查询用户在一对多表中的排名 [英] querying for user's ranking in one-to-many tables
问题描述
我正在尝试编写一个查询来查找用户游戏的得分排名.我需要它接收用户 ID,然后将该用户的相对排名返回到其他用户的分数.有一个用户和一个游戏桌.游戏表具有一对多关系的 userId 字段.
I am trying to write a query to find the score rank of a user's games. I need it to take in a user id and then return that user's relative ranking to other user's scores. There is a user and a game table. The game table has a userId field with a one-to-many relationship.
示例表:
用户:
id freebee
1 10
2 13
users:
id freebee
1 10
2 13
游戏:
用户 ID 分数
1 15
1 20
2 10
1 15
games:
userId score
1 15
1 20
2 10
1 15
将 $id 1 传递给这个函数应该返回值 1,因为用户 1 当前得分最高.同样,用户 2 将返回 2.

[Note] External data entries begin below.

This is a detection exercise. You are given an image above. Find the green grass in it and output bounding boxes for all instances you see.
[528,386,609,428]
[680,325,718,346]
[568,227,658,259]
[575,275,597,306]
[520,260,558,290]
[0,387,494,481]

passing $id 1 into this function should return the value 1, as user 1 currently has the highest score. Likewise, user 2 would return 2.
目前这是我所拥有的:
SELECT outerU.id, (
SELECT COUNT( * )
FROM users userI, games gameI
WHERE userI.id = gameI.userId
AND userO.id = gameO.userId
AND (
userI.freebee + SUM(gameI.score)
) >= ( userO.freebee + SUM(gameO.score) )
) AS rank
FROM users userO,
games gameO
WHERE id = $id
这给了我一个无效使用组功能"的错误.有什么想法吗?
Which is giving me an "invalid use of group function" error. Any ideas?
推荐答案
SELECT u.id,total_score,
( SELECT COUNT(*) FROM
(SELECT u1.id, (IFNULL(u1.freebee,0)+ IFNULL(SUM(score),0)) as total_score
FROM users u1
LEFT JOIN games g ON (g.userId = u1.id)
GROUP BY u1.id
)x1
WHERE x1.total_score > x.total_score
)+1 as rank,
( SELECT COUNT(DISTINCT total_score) FROM
(SELECT u1.id, (IFNULL(u1.freebee,0)+ IFNULL(SUM(score),0)) as total_score
FROM users u1
LEFT JOIN games g ON (g.userId_Id = u1.id)
GROUP BY u1.id
)x1
WHERE x1.total_score > x.total_score
)+1 as dns_rank
FROM users u
LEFT JOIN
( SELECT u1.id, (IFNULL(u1.freebee,0)+ IFNULL(SUM(score),0)) as total_score
FROM users u1
LEFT JOIN games g ON (g.userId = u1.id)
GROUP BY u1.id
)x ON (x.id = u.id)
rank
-(正常等级 - 例如 - 1,2,2,4,5),dns_rank
- 密集等级(1,2,2,3,4).列 total_score
- 仅用于调试...
rank
- (normal rank - e.g. - 1,2,2,4,5), dns_rank
- dense rank (1,2,2,3,4). Column total_score
- just for debugging...
这篇关于查询用户在一对多表中的排名的文章就介绍到这了,希望我们推荐的答案对大家有所帮助,也希望大家多多支持IT屋!